Maher Abd al-Rashid (Arabic: ) was a General of the Iraqi army and a member of the Al-Bu Nasir tribe. Rashid rose to prominence during the Iran-Iraq war, and was regarded as one of Saddam's best generals, serving as Chief-of-Staff of the Iraqis after being brought out of retirement, which he had been forced into in 1983. Rashid also played a prominent role in helping Iraq to regain her initiative during the war. Not all assessments of Rashid were so kind, and Ra'ad al-Hamdani refers to him as "one of the dumbest generals in the army".

Iran–Iraq War
High Iraqi losses during the conflict nearly led to a mutiny led by Rashid, father-in-law of Hussein's second son. Rashid began by public criticizing Saddam Hussein, and claimed that many of Iraq's casualties were caused by Saddam's meddling into military affairs. Saddam ordered him back to Baghdad due to both his public criticism and his failure to remove the Iranians from the al-Faw peninsula. Aware that an order to return to Baghdad was probably a death sentence for Rashid, his officers warned Saddam that if anything were to happen to Rashid they would mutiny. This confrontation with the military led to the greater independence of military planning from Ba'athist-leadership interference. Shortly afterwards, the Iraqi Air Force once again established air superiority.  

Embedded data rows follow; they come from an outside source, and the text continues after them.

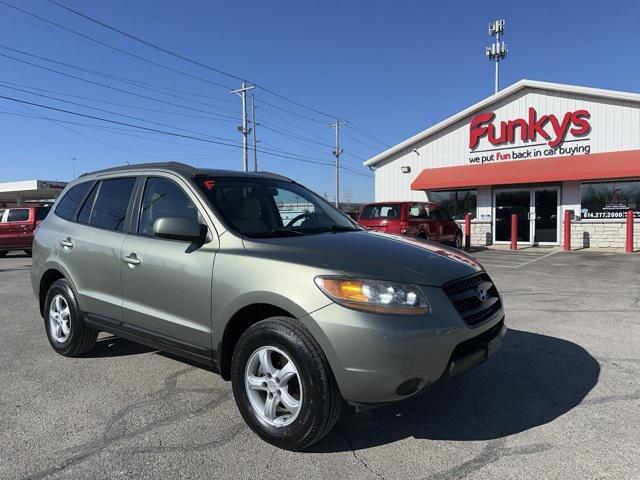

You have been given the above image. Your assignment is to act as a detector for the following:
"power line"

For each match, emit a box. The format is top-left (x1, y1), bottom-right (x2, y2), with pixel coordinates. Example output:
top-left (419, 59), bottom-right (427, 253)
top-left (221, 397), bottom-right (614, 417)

top-left (0, 80), bottom-right (235, 122)
top-left (0, 51), bottom-right (236, 120)
top-left (0, 95), bottom-right (370, 174)
top-left (0, 0), bottom-right (390, 152)
top-left (347, 122), bottom-right (391, 148)
top-left (0, 85), bottom-right (241, 142)
top-left (0, 44), bottom-right (235, 112)
top-left (46, 0), bottom-right (336, 119)
top-left (0, 0), bottom-right (235, 90)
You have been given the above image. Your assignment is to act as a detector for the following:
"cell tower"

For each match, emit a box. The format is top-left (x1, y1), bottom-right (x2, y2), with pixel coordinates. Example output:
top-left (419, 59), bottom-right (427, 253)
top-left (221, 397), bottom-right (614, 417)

top-left (485, 19), bottom-right (508, 93)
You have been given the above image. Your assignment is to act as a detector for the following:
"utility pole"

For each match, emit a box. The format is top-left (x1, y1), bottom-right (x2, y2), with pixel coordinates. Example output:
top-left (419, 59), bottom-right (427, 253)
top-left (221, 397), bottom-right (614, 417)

top-left (330, 118), bottom-right (344, 208)
top-left (484, 19), bottom-right (508, 93)
top-left (251, 95), bottom-right (260, 172)
top-left (231, 82), bottom-right (255, 172)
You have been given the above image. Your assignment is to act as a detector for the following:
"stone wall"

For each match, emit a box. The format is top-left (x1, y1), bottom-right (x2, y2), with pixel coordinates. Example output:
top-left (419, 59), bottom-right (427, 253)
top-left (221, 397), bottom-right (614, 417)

top-left (562, 220), bottom-right (640, 249)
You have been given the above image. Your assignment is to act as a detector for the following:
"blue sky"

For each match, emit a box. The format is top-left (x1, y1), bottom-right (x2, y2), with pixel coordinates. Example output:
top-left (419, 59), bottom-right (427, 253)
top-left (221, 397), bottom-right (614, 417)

top-left (0, 0), bottom-right (640, 201)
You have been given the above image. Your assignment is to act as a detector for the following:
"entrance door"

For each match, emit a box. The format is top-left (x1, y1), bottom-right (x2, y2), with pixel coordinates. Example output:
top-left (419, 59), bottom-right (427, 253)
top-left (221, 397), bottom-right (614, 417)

top-left (533, 187), bottom-right (560, 245)
top-left (493, 188), bottom-right (532, 243)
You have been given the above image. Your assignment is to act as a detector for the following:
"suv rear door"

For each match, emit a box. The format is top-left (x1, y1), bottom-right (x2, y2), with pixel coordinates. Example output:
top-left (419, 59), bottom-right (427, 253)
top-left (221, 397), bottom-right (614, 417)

top-left (120, 174), bottom-right (218, 360)
top-left (56, 176), bottom-right (136, 322)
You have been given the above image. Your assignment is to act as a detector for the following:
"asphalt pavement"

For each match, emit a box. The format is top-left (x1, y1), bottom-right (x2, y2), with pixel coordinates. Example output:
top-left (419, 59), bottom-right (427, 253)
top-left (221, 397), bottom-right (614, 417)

top-left (0, 250), bottom-right (640, 480)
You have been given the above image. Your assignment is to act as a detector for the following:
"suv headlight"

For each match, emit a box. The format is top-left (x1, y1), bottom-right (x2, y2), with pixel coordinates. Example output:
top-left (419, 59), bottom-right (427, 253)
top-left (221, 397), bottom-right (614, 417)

top-left (315, 277), bottom-right (429, 315)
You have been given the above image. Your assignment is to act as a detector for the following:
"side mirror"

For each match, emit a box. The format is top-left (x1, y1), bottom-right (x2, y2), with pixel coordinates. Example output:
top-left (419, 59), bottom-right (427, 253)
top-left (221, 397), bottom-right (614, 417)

top-left (153, 217), bottom-right (207, 244)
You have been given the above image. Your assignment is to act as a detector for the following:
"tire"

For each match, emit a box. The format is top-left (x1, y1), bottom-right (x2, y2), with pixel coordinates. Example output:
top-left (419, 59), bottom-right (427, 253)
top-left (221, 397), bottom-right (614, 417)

top-left (231, 317), bottom-right (344, 450)
top-left (43, 279), bottom-right (98, 357)
top-left (454, 232), bottom-right (463, 250)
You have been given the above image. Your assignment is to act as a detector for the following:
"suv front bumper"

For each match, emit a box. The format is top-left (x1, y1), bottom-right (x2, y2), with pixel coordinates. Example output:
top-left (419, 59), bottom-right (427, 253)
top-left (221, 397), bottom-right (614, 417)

top-left (302, 288), bottom-right (506, 404)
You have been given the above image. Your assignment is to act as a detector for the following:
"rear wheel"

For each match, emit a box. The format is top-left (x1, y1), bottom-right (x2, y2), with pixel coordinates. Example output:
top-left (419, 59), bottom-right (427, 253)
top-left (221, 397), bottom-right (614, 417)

top-left (231, 317), bottom-right (343, 450)
top-left (44, 279), bottom-right (98, 357)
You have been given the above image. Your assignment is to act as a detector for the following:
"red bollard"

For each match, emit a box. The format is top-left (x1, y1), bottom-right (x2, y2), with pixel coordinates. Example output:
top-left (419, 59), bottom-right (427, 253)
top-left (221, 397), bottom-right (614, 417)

top-left (464, 213), bottom-right (471, 250)
top-left (562, 210), bottom-right (571, 251)
top-left (626, 210), bottom-right (633, 253)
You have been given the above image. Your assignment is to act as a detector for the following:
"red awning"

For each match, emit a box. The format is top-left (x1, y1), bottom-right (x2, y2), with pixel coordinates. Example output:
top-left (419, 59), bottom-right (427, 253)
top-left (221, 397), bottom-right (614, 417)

top-left (411, 150), bottom-right (640, 190)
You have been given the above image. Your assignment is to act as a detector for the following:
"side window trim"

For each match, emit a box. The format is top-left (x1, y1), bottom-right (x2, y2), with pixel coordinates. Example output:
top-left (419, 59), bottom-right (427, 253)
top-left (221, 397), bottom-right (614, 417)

top-left (69, 180), bottom-right (96, 223)
top-left (74, 181), bottom-right (102, 225)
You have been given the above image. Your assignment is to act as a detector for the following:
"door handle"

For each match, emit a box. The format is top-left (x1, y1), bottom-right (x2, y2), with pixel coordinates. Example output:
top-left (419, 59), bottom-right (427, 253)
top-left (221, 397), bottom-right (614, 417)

top-left (122, 253), bottom-right (142, 266)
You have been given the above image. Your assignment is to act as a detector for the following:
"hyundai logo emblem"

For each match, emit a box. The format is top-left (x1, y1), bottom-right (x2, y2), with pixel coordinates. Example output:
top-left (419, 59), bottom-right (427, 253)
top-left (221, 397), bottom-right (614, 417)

top-left (476, 288), bottom-right (487, 302)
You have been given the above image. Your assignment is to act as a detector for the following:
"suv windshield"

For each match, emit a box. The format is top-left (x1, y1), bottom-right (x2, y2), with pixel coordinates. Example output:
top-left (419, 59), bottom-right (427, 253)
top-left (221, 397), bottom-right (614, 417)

top-left (360, 203), bottom-right (401, 220)
top-left (198, 177), bottom-right (360, 238)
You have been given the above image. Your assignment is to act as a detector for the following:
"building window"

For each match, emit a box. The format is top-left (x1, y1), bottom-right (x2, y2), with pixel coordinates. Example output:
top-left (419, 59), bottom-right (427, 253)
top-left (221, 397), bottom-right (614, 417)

top-left (428, 190), bottom-right (478, 220)
top-left (581, 180), bottom-right (640, 219)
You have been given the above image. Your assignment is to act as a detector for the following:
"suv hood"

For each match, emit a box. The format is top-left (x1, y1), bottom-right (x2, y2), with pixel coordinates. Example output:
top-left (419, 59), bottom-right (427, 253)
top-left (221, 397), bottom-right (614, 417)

top-left (244, 230), bottom-right (482, 287)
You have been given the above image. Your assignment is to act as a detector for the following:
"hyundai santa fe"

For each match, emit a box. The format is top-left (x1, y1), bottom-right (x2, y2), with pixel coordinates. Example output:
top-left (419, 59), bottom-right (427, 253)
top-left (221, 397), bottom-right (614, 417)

top-left (31, 163), bottom-right (506, 450)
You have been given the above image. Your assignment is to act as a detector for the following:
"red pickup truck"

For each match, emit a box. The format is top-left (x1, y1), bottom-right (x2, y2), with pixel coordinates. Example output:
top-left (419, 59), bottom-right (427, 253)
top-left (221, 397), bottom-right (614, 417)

top-left (0, 206), bottom-right (51, 257)
top-left (358, 202), bottom-right (462, 248)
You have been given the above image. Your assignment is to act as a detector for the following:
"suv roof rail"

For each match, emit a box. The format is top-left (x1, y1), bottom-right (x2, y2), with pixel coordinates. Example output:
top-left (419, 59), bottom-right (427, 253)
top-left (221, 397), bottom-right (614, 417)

top-left (80, 162), bottom-right (198, 177)
top-left (78, 162), bottom-right (293, 182)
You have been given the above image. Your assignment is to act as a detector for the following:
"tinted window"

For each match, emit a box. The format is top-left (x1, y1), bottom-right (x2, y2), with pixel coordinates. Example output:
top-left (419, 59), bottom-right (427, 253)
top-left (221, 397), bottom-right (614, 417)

top-left (78, 183), bottom-right (100, 223)
top-left (581, 181), bottom-right (640, 219)
top-left (89, 178), bottom-right (136, 230)
top-left (138, 178), bottom-right (198, 236)
top-left (34, 207), bottom-right (51, 221)
top-left (200, 178), bottom-right (358, 238)
top-left (428, 190), bottom-right (478, 220)
top-left (360, 204), bottom-right (402, 220)
top-left (7, 208), bottom-right (29, 222)
top-left (55, 182), bottom-right (91, 220)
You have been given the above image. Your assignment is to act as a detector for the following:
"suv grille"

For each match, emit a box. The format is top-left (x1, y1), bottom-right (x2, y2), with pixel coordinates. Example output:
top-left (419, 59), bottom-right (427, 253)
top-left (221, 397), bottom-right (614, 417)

top-left (443, 273), bottom-right (502, 327)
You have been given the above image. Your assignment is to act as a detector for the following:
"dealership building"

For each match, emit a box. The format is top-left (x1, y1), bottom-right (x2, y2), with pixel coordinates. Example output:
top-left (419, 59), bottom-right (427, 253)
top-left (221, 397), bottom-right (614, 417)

top-left (365, 80), bottom-right (640, 247)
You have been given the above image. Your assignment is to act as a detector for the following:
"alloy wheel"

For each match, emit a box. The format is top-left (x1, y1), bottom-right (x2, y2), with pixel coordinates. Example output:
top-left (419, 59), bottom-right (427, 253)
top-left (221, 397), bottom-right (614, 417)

top-left (245, 346), bottom-right (302, 427)
top-left (49, 294), bottom-right (71, 343)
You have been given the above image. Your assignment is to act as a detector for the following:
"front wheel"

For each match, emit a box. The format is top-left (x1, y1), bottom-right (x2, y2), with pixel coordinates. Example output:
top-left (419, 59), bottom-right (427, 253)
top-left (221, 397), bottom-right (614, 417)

top-left (231, 317), bottom-right (343, 450)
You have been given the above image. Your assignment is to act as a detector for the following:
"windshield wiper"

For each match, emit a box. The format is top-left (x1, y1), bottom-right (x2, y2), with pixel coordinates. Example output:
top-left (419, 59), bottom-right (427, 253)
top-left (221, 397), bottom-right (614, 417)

top-left (323, 225), bottom-right (360, 232)
top-left (251, 228), bottom-right (308, 238)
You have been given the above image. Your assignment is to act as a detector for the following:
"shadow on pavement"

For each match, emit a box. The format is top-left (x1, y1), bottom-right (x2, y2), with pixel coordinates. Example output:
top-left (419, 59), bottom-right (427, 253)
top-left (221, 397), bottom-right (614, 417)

top-left (311, 330), bottom-right (600, 452)
top-left (83, 337), bottom-right (156, 358)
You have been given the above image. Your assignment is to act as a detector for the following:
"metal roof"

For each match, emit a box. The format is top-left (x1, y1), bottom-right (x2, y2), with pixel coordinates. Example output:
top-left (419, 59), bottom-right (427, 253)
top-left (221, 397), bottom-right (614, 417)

top-left (0, 180), bottom-right (67, 203)
top-left (363, 79), bottom-right (640, 166)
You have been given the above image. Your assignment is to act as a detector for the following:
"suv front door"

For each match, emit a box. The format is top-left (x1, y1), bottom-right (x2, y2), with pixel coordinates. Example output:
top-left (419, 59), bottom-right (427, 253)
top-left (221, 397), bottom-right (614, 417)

top-left (120, 176), bottom-right (218, 360)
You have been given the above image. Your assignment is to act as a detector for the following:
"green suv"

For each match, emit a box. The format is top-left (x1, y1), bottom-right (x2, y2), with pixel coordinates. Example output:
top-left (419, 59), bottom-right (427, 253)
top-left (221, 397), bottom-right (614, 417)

top-left (31, 163), bottom-right (506, 450)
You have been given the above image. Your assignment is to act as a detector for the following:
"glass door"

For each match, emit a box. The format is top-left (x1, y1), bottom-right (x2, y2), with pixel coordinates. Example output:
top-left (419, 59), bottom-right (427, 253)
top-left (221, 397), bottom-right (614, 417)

top-left (533, 187), bottom-right (560, 245)
top-left (493, 188), bottom-right (532, 243)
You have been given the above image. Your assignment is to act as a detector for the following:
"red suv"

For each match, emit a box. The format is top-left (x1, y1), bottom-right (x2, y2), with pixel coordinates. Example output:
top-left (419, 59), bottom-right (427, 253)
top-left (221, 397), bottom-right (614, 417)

top-left (0, 206), bottom-right (51, 257)
top-left (358, 202), bottom-right (462, 248)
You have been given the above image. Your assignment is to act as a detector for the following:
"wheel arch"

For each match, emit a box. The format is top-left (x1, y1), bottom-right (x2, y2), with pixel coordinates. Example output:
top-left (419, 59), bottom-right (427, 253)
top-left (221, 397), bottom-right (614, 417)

top-left (38, 268), bottom-right (67, 316)
top-left (216, 303), bottom-right (297, 380)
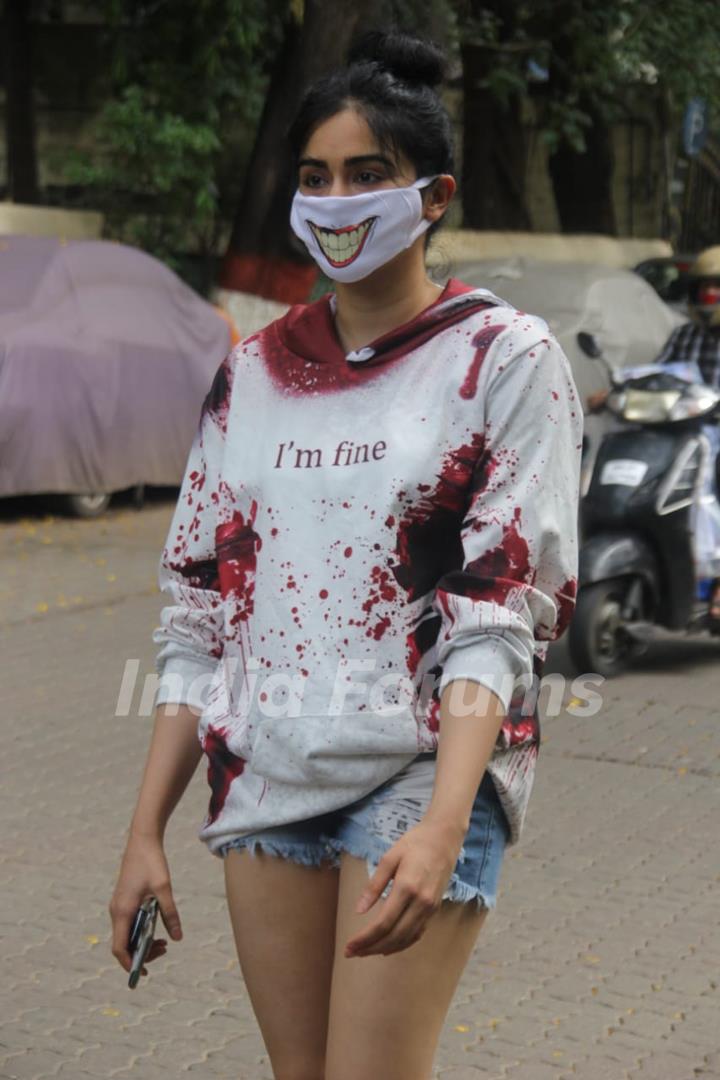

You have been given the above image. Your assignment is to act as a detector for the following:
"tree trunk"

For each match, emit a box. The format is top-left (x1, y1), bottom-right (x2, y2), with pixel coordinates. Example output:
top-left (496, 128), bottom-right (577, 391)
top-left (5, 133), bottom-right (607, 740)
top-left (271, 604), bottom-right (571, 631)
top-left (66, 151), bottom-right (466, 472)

top-left (462, 43), bottom-right (531, 230)
top-left (3, 0), bottom-right (38, 203)
top-left (548, 103), bottom-right (617, 237)
top-left (220, 0), bottom-right (373, 302)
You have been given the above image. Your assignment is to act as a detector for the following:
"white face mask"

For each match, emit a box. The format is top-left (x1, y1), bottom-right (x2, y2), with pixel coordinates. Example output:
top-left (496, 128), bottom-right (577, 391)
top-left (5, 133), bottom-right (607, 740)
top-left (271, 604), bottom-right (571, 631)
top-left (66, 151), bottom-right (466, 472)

top-left (290, 176), bottom-right (436, 282)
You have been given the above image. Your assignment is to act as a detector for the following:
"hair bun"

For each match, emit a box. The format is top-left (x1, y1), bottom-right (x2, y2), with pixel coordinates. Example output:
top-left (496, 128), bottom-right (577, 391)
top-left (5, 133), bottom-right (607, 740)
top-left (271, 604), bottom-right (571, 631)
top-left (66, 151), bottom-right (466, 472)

top-left (348, 30), bottom-right (445, 86)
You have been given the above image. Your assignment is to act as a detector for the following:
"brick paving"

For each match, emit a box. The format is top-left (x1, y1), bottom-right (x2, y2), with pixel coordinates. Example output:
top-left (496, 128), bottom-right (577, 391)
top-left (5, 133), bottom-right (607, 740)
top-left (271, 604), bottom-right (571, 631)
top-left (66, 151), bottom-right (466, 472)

top-left (0, 492), bottom-right (720, 1080)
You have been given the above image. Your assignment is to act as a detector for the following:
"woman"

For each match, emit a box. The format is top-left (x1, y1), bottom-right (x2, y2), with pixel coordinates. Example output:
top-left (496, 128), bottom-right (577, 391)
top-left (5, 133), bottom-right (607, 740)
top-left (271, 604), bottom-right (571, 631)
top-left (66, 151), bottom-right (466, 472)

top-left (110, 35), bottom-right (581, 1080)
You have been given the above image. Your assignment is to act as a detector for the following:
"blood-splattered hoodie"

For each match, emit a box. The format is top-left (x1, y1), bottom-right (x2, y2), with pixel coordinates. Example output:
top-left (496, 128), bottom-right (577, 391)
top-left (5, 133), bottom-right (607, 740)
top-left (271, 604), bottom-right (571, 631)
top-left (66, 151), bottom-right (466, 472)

top-left (153, 279), bottom-right (582, 854)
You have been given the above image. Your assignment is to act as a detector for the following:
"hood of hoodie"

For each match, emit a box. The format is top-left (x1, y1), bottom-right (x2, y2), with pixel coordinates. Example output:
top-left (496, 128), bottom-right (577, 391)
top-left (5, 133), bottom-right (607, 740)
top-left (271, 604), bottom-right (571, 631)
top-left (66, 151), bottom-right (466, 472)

top-left (273, 278), bottom-right (504, 369)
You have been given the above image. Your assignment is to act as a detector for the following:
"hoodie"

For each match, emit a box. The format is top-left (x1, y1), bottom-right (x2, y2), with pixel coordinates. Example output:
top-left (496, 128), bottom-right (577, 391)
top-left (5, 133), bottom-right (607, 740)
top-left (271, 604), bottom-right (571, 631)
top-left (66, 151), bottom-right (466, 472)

top-left (152, 279), bottom-right (582, 854)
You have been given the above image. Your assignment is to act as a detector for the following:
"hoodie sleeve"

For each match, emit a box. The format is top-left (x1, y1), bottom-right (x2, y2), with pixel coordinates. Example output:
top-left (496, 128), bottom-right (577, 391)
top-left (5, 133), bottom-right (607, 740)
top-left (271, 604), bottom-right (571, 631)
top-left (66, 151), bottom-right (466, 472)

top-left (152, 353), bottom-right (232, 712)
top-left (434, 333), bottom-right (582, 711)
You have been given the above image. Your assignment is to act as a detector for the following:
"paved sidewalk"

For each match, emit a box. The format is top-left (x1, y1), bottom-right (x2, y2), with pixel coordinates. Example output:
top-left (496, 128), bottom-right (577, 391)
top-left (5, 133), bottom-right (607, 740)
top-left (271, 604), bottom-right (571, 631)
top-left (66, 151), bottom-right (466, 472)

top-left (0, 497), bottom-right (720, 1080)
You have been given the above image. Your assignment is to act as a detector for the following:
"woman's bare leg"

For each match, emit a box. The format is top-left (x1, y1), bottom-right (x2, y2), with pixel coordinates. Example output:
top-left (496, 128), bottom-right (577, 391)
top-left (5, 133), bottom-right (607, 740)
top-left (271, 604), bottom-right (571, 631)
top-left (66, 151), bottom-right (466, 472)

top-left (325, 852), bottom-right (488, 1080)
top-left (223, 849), bottom-right (339, 1080)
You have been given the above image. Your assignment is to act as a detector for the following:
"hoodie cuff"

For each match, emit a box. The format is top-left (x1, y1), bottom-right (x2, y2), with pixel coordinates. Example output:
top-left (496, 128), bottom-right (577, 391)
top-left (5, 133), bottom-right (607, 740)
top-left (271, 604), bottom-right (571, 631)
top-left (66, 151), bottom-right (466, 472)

top-left (153, 657), bottom-right (219, 713)
top-left (438, 634), bottom-right (532, 713)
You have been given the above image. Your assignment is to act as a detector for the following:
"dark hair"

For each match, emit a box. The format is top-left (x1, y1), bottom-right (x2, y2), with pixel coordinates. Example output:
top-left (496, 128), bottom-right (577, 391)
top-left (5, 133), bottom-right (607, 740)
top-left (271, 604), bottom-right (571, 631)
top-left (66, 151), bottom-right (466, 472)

top-left (287, 30), bottom-right (454, 238)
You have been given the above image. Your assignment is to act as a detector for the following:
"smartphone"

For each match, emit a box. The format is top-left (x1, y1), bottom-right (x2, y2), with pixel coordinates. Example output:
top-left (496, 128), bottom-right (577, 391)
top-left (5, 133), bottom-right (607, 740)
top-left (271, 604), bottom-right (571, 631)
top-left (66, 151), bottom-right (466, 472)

top-left (127, 896), bottom-right (158, 989)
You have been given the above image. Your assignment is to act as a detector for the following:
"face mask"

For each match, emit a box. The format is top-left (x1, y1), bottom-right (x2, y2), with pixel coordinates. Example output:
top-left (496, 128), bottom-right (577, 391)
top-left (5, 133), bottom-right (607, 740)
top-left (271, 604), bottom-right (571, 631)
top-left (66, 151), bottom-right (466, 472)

top-left (290, 176), bottom-right (436, 282)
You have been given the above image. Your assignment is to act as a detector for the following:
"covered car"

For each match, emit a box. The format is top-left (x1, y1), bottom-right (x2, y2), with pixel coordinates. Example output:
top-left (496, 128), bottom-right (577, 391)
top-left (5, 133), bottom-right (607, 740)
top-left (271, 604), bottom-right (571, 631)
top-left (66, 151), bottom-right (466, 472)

top-left (0, 235), bottom-right (233, 511)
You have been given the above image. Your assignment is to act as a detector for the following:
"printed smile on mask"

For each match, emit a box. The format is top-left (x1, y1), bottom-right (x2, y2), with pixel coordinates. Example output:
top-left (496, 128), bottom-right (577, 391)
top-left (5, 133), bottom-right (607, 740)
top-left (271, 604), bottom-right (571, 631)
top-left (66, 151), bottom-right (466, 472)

top-left (308, 217), bottom-right (377, 267)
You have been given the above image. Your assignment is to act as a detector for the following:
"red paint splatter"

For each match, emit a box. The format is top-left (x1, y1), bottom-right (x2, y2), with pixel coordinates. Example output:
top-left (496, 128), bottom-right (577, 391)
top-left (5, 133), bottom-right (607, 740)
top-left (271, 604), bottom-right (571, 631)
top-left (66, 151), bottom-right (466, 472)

top-left (215, 499), bottom-right (262, 625)
top-left (256, 289), bottom-right (494, 395)
top-left (459, 326), bottom-right (505, 399)
top-left (203, 725), bottom-right (245, 825)
top-left (393, 433), bottom-right (484, 600)
top-left (553, 578), bottom-right (578, 640)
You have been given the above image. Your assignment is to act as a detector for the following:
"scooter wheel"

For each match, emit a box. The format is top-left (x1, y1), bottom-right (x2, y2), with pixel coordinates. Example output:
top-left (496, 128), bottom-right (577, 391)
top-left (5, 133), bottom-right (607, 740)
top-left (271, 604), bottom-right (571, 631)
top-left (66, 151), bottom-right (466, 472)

top-left (568, 581), bottom-right (636, 678)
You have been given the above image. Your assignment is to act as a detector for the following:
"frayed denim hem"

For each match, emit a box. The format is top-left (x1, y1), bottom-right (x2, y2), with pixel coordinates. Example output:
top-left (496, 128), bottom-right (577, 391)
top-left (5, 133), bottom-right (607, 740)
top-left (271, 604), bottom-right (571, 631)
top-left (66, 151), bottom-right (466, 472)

top-left (443, 874), bottom-right (497, 910)
top-left (327, 837), bottom-right (495, 910)
top-left (215, 837), bottom-right (338, 866)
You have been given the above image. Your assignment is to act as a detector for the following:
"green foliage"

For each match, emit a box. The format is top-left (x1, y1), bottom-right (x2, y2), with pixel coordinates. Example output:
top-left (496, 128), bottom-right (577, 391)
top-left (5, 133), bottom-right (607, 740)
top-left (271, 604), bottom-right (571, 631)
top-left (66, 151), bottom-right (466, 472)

top-left (451, 0), bottom-right (720, 150)
top-left (67, 0), bottom-right (284, 267)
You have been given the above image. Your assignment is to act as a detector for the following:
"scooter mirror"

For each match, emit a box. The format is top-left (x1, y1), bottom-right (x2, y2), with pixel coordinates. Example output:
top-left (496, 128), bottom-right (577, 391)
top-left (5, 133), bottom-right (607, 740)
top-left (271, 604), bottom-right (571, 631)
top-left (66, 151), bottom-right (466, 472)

top-left (578, 330), bottom-right (602, 360)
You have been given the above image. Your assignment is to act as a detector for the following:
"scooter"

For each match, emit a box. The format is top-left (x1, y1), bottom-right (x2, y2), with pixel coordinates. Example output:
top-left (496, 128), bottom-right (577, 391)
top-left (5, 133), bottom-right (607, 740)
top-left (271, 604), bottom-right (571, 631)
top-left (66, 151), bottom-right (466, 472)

top-left (568, 334), bottom-right (720, 677)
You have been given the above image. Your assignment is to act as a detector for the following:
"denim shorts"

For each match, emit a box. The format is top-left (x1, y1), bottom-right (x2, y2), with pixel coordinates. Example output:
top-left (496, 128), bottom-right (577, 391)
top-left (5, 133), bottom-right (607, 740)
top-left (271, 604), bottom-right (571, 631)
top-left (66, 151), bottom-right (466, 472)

top-left (216, 751), bottom-right (510, 908)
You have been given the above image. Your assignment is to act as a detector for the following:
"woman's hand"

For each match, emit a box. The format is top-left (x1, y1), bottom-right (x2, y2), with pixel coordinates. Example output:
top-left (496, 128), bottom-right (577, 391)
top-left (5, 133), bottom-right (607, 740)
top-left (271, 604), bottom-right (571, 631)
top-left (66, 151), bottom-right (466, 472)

Despite this, Rashid was placed under house arrest following the end of the Iran-Iraq war in an effort to reduce the power of Generals who had become influential during the war years in order to prevent any possible coup attempts from forming.

1991 Uprisings
Following the Gulf War Iraq experienced a wave of uprisings and Saddam called on Rashid to help put down the uprising against the Ba'athist government.

Iraq War & Aftermath
Rashid was given command by Saddam over the Iraqi Armed Forces's Southern Command in the run up to the 2003 Invasion of Iraq. Saddam also appointed him as the General Supervisor for the Iraqi Army's 3rd, 4th, and 7th Corps. After the fall of the Iraqi government Rashid disappeared, before being arrested in July 2003 in Tikrit. He spent the next five years in prison.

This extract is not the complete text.